Last weekend we enjoyed the annual garden tour put on by the Richardson Women’s Club. We always come away with ideas as well as motivation and inspiration to take our little piece of Eden to the next level.
Something I noticed this year perhaps for the first time – or just experienced in a new way – was that some people like free-form, almost wild gardens, and some like more tidy, formal environments. This year’s tour featured both. Some gardens were full of flowers and shrubs almost on top of each other as if competing for dominance and attention, and some were more intentional in the separation and showcasing of individual plants. In the latter, you could get a good look at the shape and color of each plant, and the former gave a sense that experiencing the entirety of the garden was the point.
A dozen years ago we traveled to France and saw the same trends in two of the most famous gardens in the world. The gardens at the home of impressionist painter Claude Monet in Giverny were a beautiful bedlam of flowering plants coming up everywhere and spilling out all over each other and onto the gravel paths. In contrast, the gardens at the Palace of Versailles were orderly and precise with carefully manicured plants standing at attention behind decorative hedge rows and edging.
Aristocrats at Versailles might criticize Monet’s garden as being undisciplined and wild, while lovers of the Monet environment would say the Versailles gardeners have tamed the wild joy out of nature.
We have both order and chaos at our place. We’ve outlined our beds with metal edging, but with our house being square and symmetrical, our beds are the opposite: curvy and randomly placed. While the landscaper who helped us choose plants before we moved in created some initial symmetry in the front yard, that’s been undone by time, weather and the reality of our location.

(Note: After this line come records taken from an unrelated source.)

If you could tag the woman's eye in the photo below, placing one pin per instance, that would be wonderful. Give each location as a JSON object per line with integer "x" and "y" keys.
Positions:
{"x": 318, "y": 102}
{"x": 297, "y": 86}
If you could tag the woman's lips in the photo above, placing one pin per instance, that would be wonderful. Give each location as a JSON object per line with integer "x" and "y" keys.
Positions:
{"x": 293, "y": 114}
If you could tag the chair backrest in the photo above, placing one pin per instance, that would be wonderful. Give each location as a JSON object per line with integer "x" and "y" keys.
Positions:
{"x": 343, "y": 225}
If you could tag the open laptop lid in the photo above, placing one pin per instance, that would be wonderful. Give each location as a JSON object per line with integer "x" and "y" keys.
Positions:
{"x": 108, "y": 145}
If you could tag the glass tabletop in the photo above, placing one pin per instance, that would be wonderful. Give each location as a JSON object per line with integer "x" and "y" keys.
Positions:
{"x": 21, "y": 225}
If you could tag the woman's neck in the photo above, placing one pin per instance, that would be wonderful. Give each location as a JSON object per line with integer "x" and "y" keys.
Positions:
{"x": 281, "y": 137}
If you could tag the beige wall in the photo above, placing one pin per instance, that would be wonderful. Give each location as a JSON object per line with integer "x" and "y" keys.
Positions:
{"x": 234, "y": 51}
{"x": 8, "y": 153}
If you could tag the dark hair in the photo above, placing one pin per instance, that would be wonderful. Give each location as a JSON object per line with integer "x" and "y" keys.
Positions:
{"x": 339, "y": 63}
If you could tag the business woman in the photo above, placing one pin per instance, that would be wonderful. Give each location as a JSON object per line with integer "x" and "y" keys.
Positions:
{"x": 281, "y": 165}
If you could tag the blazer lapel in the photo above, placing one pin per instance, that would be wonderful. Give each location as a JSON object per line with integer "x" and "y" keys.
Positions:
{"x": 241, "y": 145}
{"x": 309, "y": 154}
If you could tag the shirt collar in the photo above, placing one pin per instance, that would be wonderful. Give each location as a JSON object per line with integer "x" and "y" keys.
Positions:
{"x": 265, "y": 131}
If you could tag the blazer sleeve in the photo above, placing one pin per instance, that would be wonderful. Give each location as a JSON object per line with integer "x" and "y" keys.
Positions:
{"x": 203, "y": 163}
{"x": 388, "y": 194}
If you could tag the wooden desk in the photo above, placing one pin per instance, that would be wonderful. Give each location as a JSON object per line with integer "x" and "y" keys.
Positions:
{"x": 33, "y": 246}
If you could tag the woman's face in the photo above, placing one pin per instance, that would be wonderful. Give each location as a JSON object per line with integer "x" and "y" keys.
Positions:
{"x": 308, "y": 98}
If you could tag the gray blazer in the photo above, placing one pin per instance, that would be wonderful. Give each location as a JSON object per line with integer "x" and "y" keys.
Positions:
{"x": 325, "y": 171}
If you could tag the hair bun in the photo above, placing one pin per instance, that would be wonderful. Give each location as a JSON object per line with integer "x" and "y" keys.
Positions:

For example, the nandina on either side of the front porch are about as uniform in size and shape as the kids in a sixth-grade class. Japanese maples mirroring each other at the front corners of the house fell victim to the weather and lack of shade from the new live oak trees. The maples have been replaced by plants that can tolerate what’s turned out to be very different conditions at each corner. Now that the live oaks are tall and shady, it might be time to give maples another try.
Meanwhile, we have a simple philosophy in our garden: If it blooms, it stays; if not, it gets moved for a tryout somewhere else. As such, we’ve moved lots of plants over the past 14 years: crepe myrtles, camellias, tomatoes, cannas, roses, grapevine, lamb’s ear, sage, fire bushes, turk’s cap, butterfly bushes, irises, the list goes on and on. We don’t give up on our plants or ourselves easily. A master gardener might save us some work and expense by showing us the best plants and best locations, but I think we do fine on our own.
Sometimes plants work out without much help, while some need patience and a good nudge with fertilizer or pruning. Still others just appear without any selection or planting by us. That’s mostly because the other inhabitants of the yard – squirrels, rabbits, birds, insects – are busy out there as well. Birds poop new plants into existence and squirrels will dig up flowers we’ve planted and bury pecans in the holes. Even fire ants have their say; they churn up the dirt, burying grass and flowers under their mounds. Chased away with chemicals, they leave behind hard, dense dirt that must be raked out before anything will grow there again.
Perhaps I noticed the tour gardens in a new way this year because I’ve come to a time of life when I want both freedom and order, wildness and predictability, energy and calm. I don’t need an agenda for everything I do or a map for everywhere I go; I don’t mind some detours and side trips, but I do want some assurance I’ll reach my destination – whether physically or spiritually.
I also don’t mind surprises. One of the gardeners on the tour, a successful businessman and philanthropist with the means to create his own Versailles, sowed a wide slope descending from the street down to a creek with native wildflowers and put in some gravel paths so folks could walk through and enjoy it. It was unconventional and unexpected, and I enjoyed it very much.